After completing elementary grades at St. Charles School, Parma, Rosemary attended Notre Dame Academy, Cleveland. At graduation, she reflected on the many benefits that came her way “through the selflessness of the sisters,” and realized that her choice of following Christ as a religious was blessed. She entered the novitiate of the Sisters of Notre Dame on September 8, 1948. At investment, she received the name Sister Mary St. Ignatius, and later returned to her baptismal name, Sister Rosemary.

Sister received a bachelor’s degree from St. John College, Cleveland, and a master’s degree from Marquette University, Milwaukee, Wisconsin. She ministered as an intermediate and junior high teacher for thirty-six years in elementary schools in Ohio and Virginia. With well-prepared, organized classes, Sister Rosemary dedicated herself to excellence in Catholic education. She worked hard to impart only the best to and for each child.

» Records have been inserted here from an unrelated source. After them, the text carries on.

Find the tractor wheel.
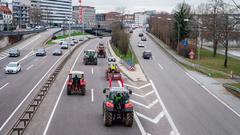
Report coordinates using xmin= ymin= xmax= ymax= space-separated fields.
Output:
xmin=125 ymin=112 xmax=133 ymax=127
xmin=67 ymin=88 xmax=72 ymax=95
xmin=81 ymin=86 xmax=86 ymax=95
xmin=103 ymin=110 xmax=113 ymax=126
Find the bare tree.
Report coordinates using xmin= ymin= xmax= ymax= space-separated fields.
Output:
xmin=203 ymin=0 xmax=223 ymax=57
xmin=219 ymin=3 xmax=239 ymax=68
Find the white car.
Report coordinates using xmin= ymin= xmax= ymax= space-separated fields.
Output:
xmin=5 ymin=62 xmax=21 ymax=74
xmin=61 ymin=43 xmax=68 ymax=49
xmin=138 ymin=41 xmax=145 ymax=47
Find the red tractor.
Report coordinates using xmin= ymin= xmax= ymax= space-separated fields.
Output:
xmin=67 ymin=71 xmax=86 ymax=95
xmin=97 ymin=45 xmax=106 ymax=58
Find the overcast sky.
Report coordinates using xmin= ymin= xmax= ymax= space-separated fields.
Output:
xmin=73 ymin=0 xmax=234 ymax=13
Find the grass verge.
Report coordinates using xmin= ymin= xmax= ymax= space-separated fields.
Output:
xmin=189 ymin=49 xmax=240 ymax=78
xmin=111 ymin=45 xmax=138 ymax=64
xmin=57 ymin=32 xmax=87 ymax=39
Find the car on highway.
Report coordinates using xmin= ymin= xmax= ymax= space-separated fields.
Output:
xmin=53 ymin=49 xmax=62 ymax=56
xmin=142 ymin=51 xmax=152 ymax=59
xmin=5 ymin=62 xmax=21 ymax=74
xmin=138 ymin=41 xmax=145 ymax=47
xmin=61 ymin=42 xmax=68 ymax=49
xmin=141 ymin=36 xmax=147 ymax=41
xmin=79 ymin=37 xmax=84 ymax=41
xmin=138 ymin=33 xmax=144 ymax=37
xmin=36 ymin=48 xmax=47 ymax=56
xmin=8 ymin=48 xmax=20 ymax=57
xmin=72 ymin=39 xmax=78 ymax=44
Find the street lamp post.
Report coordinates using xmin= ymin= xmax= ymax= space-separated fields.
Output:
xmin=167 ymin=18 xmax=180 ymax=49
xmin=184 ymin=19 xmax=206 ymax=66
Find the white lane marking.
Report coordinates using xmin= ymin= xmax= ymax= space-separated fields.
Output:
xmin=150 ymin=80 xmax=180 ymax=135
xmin=71 ymin=43 xmax=89 ymax=71
xmin=134 ymin=111 xmax=147 ymax=135
xmin=125 ymin=83 xmax=151 ymax=90
xmin=0 ymin=83 xmax=8 ymax=90
xmin=91 ymin=89 xmax=94 ymax=102
xmin=1 ymin=52 xmax=8 ymax=56
xmin=185 ymin=72 xmax=240 ymax=117
xmin=43 ymin=77 xmax=68 ymax=135
xmin=0 ymin=53 xmax=7 ymax=57
xmin=17 ymin=51 xmax=33 ymax=62
xmin=136 ymin=111 xmax=164 ymax=124
xmin=158 ymin=63 xmax=163 ymax=69
xmin=133 ymin=91 xmax=154 ymax=98
xmin=27 ymin=64 xmax=33 ymax=70
xmin=92 ymin=68 xmax=94 ymax=74
xmin=130 ymin=99 xmax=158 ymax=109
xmin=169 ymin=131 xmax=175 ymax=135
xmin=43 ymin=43 xmax=89 ymax=135
xmin=19 ymin=35 xmax=41 ymax=50
xmin=0 ymin=49 xmax=67 ymax=132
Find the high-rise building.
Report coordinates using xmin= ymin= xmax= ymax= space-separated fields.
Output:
xmin=73 ymin=6 xmax=96 ymax=28
xmin=11 ymin=0 xmax=30 ymax=28
xmin=31 ymin=0 xmax=72 ymax=26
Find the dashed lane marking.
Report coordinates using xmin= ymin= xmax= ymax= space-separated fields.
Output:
xmin=0 ymin=83 xmax=9 ymax=90
xmin=150 ymin=80 xmax=180 ymax=135
xmin=27 ymin=64 xmax=33 ymax=70
xmin=133 ymin=91 xmax=154 ymax=98
xmin=130 ymin=99 xmax=158 ymax=109
xmin=136 ymin=111 xmax=164 ymax=124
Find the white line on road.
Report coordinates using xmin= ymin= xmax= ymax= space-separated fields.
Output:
xmin=133 ymin=91 xmax=154 ymax=98
xmin=0 ymin=49 xmax=67 ymax=132
xmin=27 ymin=64 xmax=33 ymax=70
xmin=136 ymin=111 xmax=164 ymax=124
xmin=150 ymin=80 xmax=180 ymax=135
xmin=92 ymin=67 xmax=94 ymax=74
xmin=134 ymin=111 xmax=147 ymax=135
xmin=17 ymin=51 xmax=33 ymax=62
xmin=0 ymin=83 xmax=8 ymax=90
xmin=169 ymin=131 xmax=175 ymax=135
xmin=130 ymin=99 xmax=158 ymax=109
xmin=125 ymin=83 xmax=151 ymax=90
xmin=43 ymin=77 xmax=68 ymax=135
xmin=19 ymin=35 xmax=41 ymax=50
xmin=91 ymin=88 xmax=94 ymax=102
xmin=185 ymin=72 xmax=240 ymax=117
xmin=158 ymin=63 xmax=163 ymax=69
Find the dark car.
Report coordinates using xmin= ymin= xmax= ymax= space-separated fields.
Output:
xmin=36 ymin=48 xmax=46 ymax=56
xmin=143 ymin=51 xmax=152 ymax=59
xmin=53 ymin=49 xmax=62 ymax=56
xmin=141 ymin=37 xmax=147 ymax=41
xmin=138 ymin=33 xmax=144 ymax=37
xmin=8 ymin=48 xmax=20 ymax=57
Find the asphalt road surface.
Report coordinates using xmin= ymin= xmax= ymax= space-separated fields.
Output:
xmin=131 ymin=29 xmax=240 ymax=135
xmin=0 ymin=30 xmax=86 ymax=134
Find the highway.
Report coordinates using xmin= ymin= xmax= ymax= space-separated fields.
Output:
xmin=131 ymin=29 xmax=240 ymax=135
xmin=0 ymin=29 xmax=81 ymax=134
xmin=23 ymin=38 xmax=140 ymax=135
xmin=0 ymin=29 xmax=240 ymax=135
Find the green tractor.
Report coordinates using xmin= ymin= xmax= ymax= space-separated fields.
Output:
xmin=83 ymin=50 xmax=97 ymax=65
xmin=103 ymin=79 xmax=134 ymax=127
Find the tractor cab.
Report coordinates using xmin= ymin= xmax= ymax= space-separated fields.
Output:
xmin=67 ymin=71 xmax=86 ymax=95
xmin=103 ymin=80 xmax=133 ymax=127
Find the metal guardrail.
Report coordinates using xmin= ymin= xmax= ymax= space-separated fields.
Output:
xmin=0 ymin=28 xmax=46 ymax=36
xmin=223 ymin=83 xmax=240 ymax=97
xmin=8 ymin=39 xmax=92 ymax=135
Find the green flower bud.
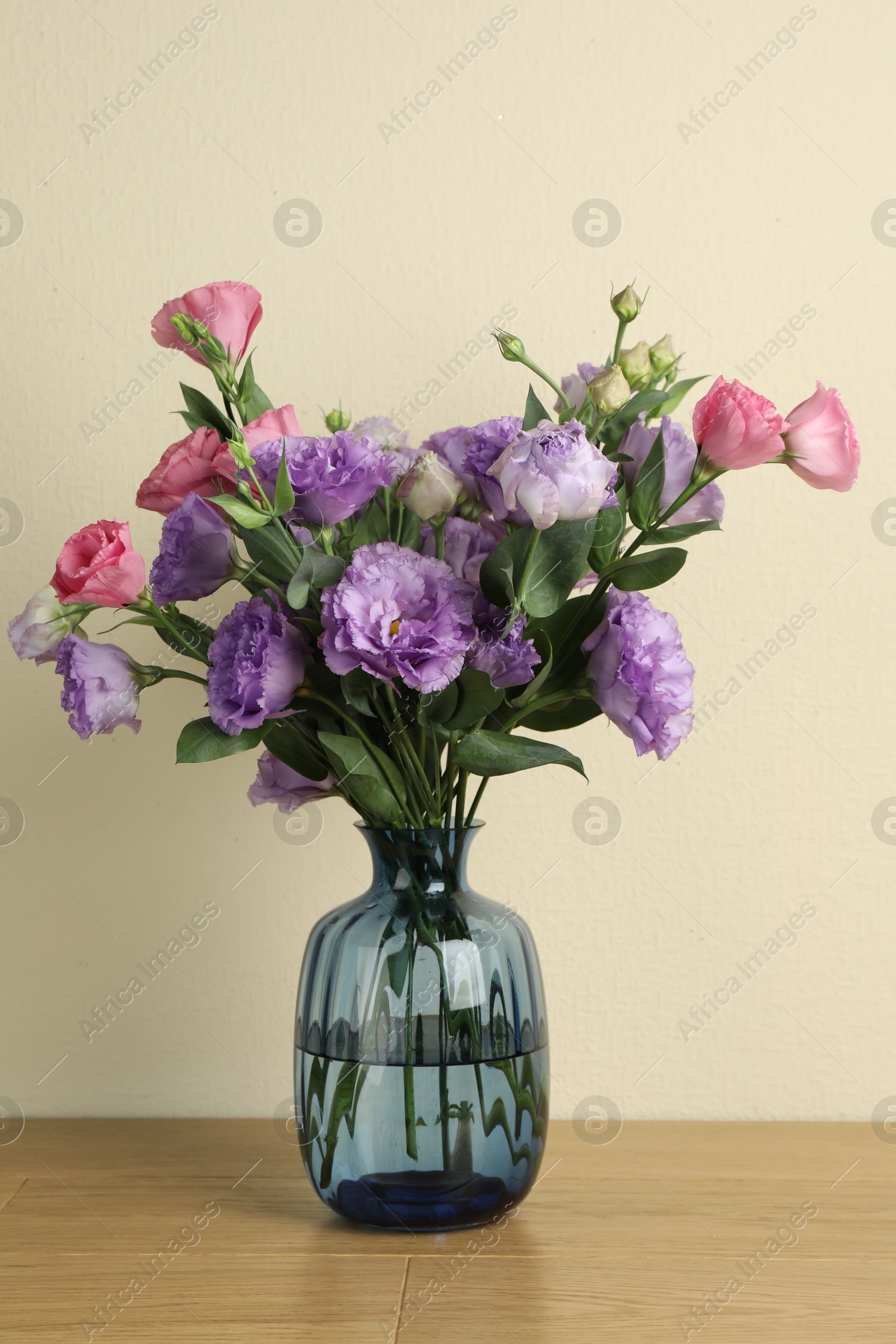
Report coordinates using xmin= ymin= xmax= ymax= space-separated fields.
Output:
xmin=324 ymin=406 xmax=352 ymax=434
xmin=589 ymin=364 xmax=631 ymax=416
xmin=494 ymin=332 xmax=525 ymax=363
xmin=650 ymin=332 xmax=678 ymax=375
xmin=610 ymin=285 xmax=642 ymax=323
xmin=619 ymin=340 xmax=651 ymax=391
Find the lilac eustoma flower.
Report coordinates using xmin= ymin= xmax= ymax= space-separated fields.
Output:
xmin=149 ymin=491 xmax=235 ymax=606
xmin=246 ymin=752 xmax=334 ymax=812
xmin=466 ymin=607 xmax=542 ymax=688
xmin=620 ymin=416 xmax=725 ymax=527
xmin=208 ymin=592 xmax=305 ymax=736
xmin=553 ymin=360 xmax=603 ymax=411
xmin=421 ymin=515 xmax=506 ymax=584
xmin=488 ymin=419 xmax=617 ymax=531
xmin=319 ymin=542 xmax=475 ymax=691
xmin=582 ymin=587 xmax=693 ymax=760
xmin=253 ymin=430 xmax=398 ymax=527
xmin=57 ymin=634 xmax=141 ymax=742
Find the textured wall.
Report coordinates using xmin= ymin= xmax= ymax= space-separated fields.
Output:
xmin=0 ymin=0 xmax=896 ymax=1119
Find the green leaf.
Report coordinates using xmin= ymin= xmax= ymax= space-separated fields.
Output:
xmin=262 ymin=720 xmax=333 ymax=780
xmin=479 ymin=517 xmax=595 ymax=615
xmin=444 ymin=668 xmax=504 ymax=732
xmin=180 ymin=383 xmax=236 ymax=444
xmin=178 ymin=719 xmax=270 ymax=765
xmin=506 ymin=631 xmax=553 ymax=710
xmin=600 ymin=545 xmax=688 ymax=592
xmin=641 ymin=517 xmax=721 ymax=545
xmin=274 ymin=445 xmax=296 ymax=517
xmin=589 ymin=503 xmax=626 ymax=574
xmin=208 ymin=494 xmax=270 ymax=528
xmin=654 ymin=374 xmax=710 ymax=416
xmin=629 ymin=426 xmax=666 ymax=531
xmin=236 ymin=516 xmax=301 ymax=584
xmin=520 ymin=698 xmax=600 ymax=732
xmin=600 ymin=389 xmax=668 ymax=447
xmin=522 ymin=383 xmax=551 ymax=429
xmin=319 ymin=732 xmax=403 ymax=821
xmin=454 ymin=729 xmax=587 ymax=778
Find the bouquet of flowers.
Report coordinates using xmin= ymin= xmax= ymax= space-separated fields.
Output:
xmin=10 ymin=282 xmax=860 ymax=829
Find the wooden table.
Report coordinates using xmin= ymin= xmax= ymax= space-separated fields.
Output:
xmin=0 ymin=1119 xmax=896 ymax=1344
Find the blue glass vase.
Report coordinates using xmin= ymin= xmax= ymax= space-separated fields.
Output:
xmin=296 ymin=823 xmax=548 ymax=1230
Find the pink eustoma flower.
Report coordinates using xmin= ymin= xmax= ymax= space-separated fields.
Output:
xmin=693 ymin=377 xmax=790 ymax=470
xmin=785 ymin=383 xmax=861 ymax=492
xmin=152 ymin=279 xmax=262 ymax=364
xmin=50 ymin=519 xmax=146 ymax=606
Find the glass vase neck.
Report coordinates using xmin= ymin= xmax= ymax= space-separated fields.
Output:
xmin=358 ymin=821 xmax=485 ymax=897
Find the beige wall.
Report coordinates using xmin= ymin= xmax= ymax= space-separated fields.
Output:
xmin=0 ymin=0 xmax=896 ymax=1119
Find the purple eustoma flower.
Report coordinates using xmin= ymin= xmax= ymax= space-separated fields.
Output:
xmin=483 ymin=419 xmax=617 ymax=531
xmin=253 ymin=430 xmax=398 ymax=527
xmin=620 ymin=416 xmax=725 ymax=527
xmin=149 ymin=491 xmax=235 ymax=606
xmin=57 ymin=634 xmax=142 ymax=742
xmin=461 ymin=416 xmax=529 ymax=525
xmin=582 ymin=587 xmax=693 ymax=760
xmin=246 ymin=752 xmax=334 ymax=812
xmin=553 ymin=360 xmax=603 ymax=411
xmin=208 ymin=592 xmax=305 ymax=736
xmin=466 ymin=597 xmax=542 ymax=688
xmin=421 ymin=514 xmax=506 ymax=584
xmin=319 ymin=542 xmax=475 ymax=691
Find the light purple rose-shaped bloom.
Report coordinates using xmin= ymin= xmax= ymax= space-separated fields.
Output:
xmin=253 ymin=430 xmax=396 ymax=527
xmin=619 ymin=416 xmax=725 ymax=527
xmin=7 ymin=584 xmax=82 ymax=665
xmin=319 ymin=542 xmax=475 ymax=691
xmin=149 ymin=491 xmax=234 ymax=606
xmin=553 ymin=360 xmax=603 ymax=411
xmin=208 ymin=592 xmax=305 ymax=736
xmin=421 ymin=424 xmax=475 ymax=498
xmin=352 ymin=416 xmax=421 ymax=476
xmin=488 ymin=419 xmax=617 ymax=531
xmin=57 ymin=634 xmax=141 ymax=742
xmin=421 ymin=514 xmax=506 ymax=584
xmin=466 ymin=594 xmax=542 ymax=688
xmin=246 ymin=752 xmax=334 ymax=812
xmin=582 ymin=587 xmax=693 ymax=760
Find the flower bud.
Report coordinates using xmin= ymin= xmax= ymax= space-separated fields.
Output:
xmin=650 ymin=332 xmax=678 ymax=375
xmin=494 ymin=332 xmax=525 ymax=363
xmin=619 ymin=340 xmax=651 ymax=391
xmin=610 ymin=285 xmax=642 ymax=323
xmin=589 ymin=364 xmax=631 ymax=416
xmin=324 ymin=406 xmax=352 ymax=434
xmin=396 ymin=451 xmax=465 ymax=521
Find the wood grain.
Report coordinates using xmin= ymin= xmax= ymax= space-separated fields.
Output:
xmin=0 ymin=1119 xmax=896 ymax=1344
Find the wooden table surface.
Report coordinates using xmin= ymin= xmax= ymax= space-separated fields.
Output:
xmin=0 ymin=1119 xmax=896 ymax=1344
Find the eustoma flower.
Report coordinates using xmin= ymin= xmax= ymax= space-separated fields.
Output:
xmin=208 ymin=592 xmax=305 ymax=736
xmin=619 ymin=416 xmax=725 ymax=524
xmin=57 ymin=634 xmax=142 ymax=742
xmin=149 ymin=492 xmax=236 ymax=606
xmin=253 ymin=430 xmax=395 ymax=527
xmin=483 ymin=419 xmax=617 ymax=530
xmin=7 ymin=584 xmax=85 ymax=666
xmin=785 ymin=383 xmax=861 ymax=492
xmin=246 ymin=752 xmax=336 ymax=812
xmin=152 ymin=279 xmax=262 ymax=364
xmin=319 ymin=542 xmax=475 ymax=691
xmin=582 ymin=587 xmax=693 ymax=760
xmin=50 ymin=519 xmax=146 ymax=606
xmin=693 ymin=377 xmax=790 ymax=470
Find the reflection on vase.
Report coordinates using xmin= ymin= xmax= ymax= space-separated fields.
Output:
xmin=296 ymin=823 xmax=548 ymax=1229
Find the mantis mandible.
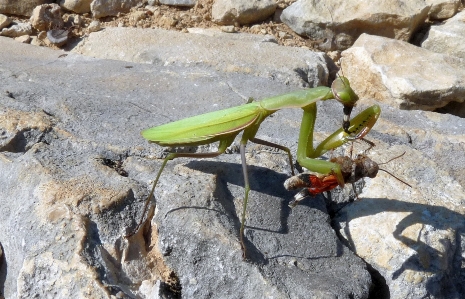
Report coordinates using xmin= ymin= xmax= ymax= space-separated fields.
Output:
xmin=132 ymin=77 xmax=381 ymax=256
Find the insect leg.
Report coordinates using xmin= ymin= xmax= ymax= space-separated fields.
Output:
xmin=250 ymin=138 xmax=294 ymax=175
xmin=124 ymin=135 xmax=235 ymax=238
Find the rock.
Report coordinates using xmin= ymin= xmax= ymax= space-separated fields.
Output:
xmin=30 ymin=3 xmax=64 ymax=31
xmin=0 ymin=38 xmax=370 ymax=299
xmin=341 ymin=34 xmax=465 ymax=115
xmin=0 ymin=0 xmax=54 ymax=17
xmin=212 ymin=0 xmax=277 ymax=25
xmin=47 ymin=29 xmax=69 ymax=47
xmin=334 ymin=110 xmax=465 ymax=298
xmin=158 ymin=0 xmax=197 ymax=7
xmin=129 ymin=10 xmax=147 ymax=22
xmin=90 ymin=0 xmax=145 ymax=18
xmin=60 ymin=0 xmax=93 ymax=14
xmin=0 ymin=23 xmax=32 ymax=37
xmin=87 ymin=20 xmax=102 ymax=33
xmin=281 ymin=0 xmax=429 ymax=51
xmin=31 ymin=36 xmax=47 ymax=46
xmin=425 ymin=0 xmax=460 ymax=20
xmin=221 ymin=25 xmax=236 ymax=33
xmin=0 ymin=14 xmax=12 ymax=31
xmin=15 ymin=35 xmax=31 ymax=44
xmin=72 ymin=28 xmax=330 ymax=87
xmin=421 ymin=11 xmax=465 ymax=59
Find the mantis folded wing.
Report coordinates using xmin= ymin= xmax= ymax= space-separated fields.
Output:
xmin=127 ymin=77 xmax=381 ymax=256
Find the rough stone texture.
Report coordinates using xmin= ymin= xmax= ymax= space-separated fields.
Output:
xmin=425 ymin=0 xmax=460 ymax=20
xmin=30 ymin=3 xmax=63 ymax=31
xmin=90 ymin=0 xmax=144 ymax=18
xmin=159 ymin=0 xmax=197 ymax=7
xmin=72 ymin=28 xmax=330 ymax=88
xmin=335 ymin=105 xmax=465 ymax=299
xmin=15 ymin=35 xmax=31 ymax=44
xmin=212 ymin=0 xmax=277 ymax=25
xmin=281 ymin=0 xmax=429 ymax=51
xmin=421 ymin=11 xmax=465 ymax=59
xmin=0 ymin=14 xmax=11 ymax=30
xmin=342 ymin=34 xmax=465 ymax=114
xmin=60 ymin=0 xmax=93 ymax=13
xmin=0 ymin=38 xmax=371 ymax=298
xmin=0 ymin=0 xmax=54 ymax=17
xmin=0 ymin=23 xmax=32 ymax=37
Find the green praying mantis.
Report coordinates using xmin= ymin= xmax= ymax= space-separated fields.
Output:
xmin=129 ymin=77 xmax=381 ymax=256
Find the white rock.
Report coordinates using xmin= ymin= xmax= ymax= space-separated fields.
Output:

In 1988, when it became necessary to retire from active teaching ministry, Sister Rosemary dedicated herself to service to her sisters in community – supporting, encouraging, and praying for their needs. Sister could be found attending the Provincial Center switchboard, sharing her expertise as a seamstress and writing to the sick and homebound. She regarded contacts through the mail her apostolate and an extension of her own missionary outreach.

In spite of her own serious health problems, Sister Rosemary experienced life as a beloved family member, a faithful religious and community member, and a woman who served God’s people in many ways and in many places. She was grateful to all who ministered to her in her infirmity and learned to appreciate the presence of someone by her side. God used Sister’s big, strong heart, her great capacity for love, for His own purposes. As her sufferings deepened, the intimate bond between herself and her Beloved was sustained and strengthened. May Sister Rosemary’s new life bring freedom from suffering and eternal peace as she rests in the arms of our good and loving God.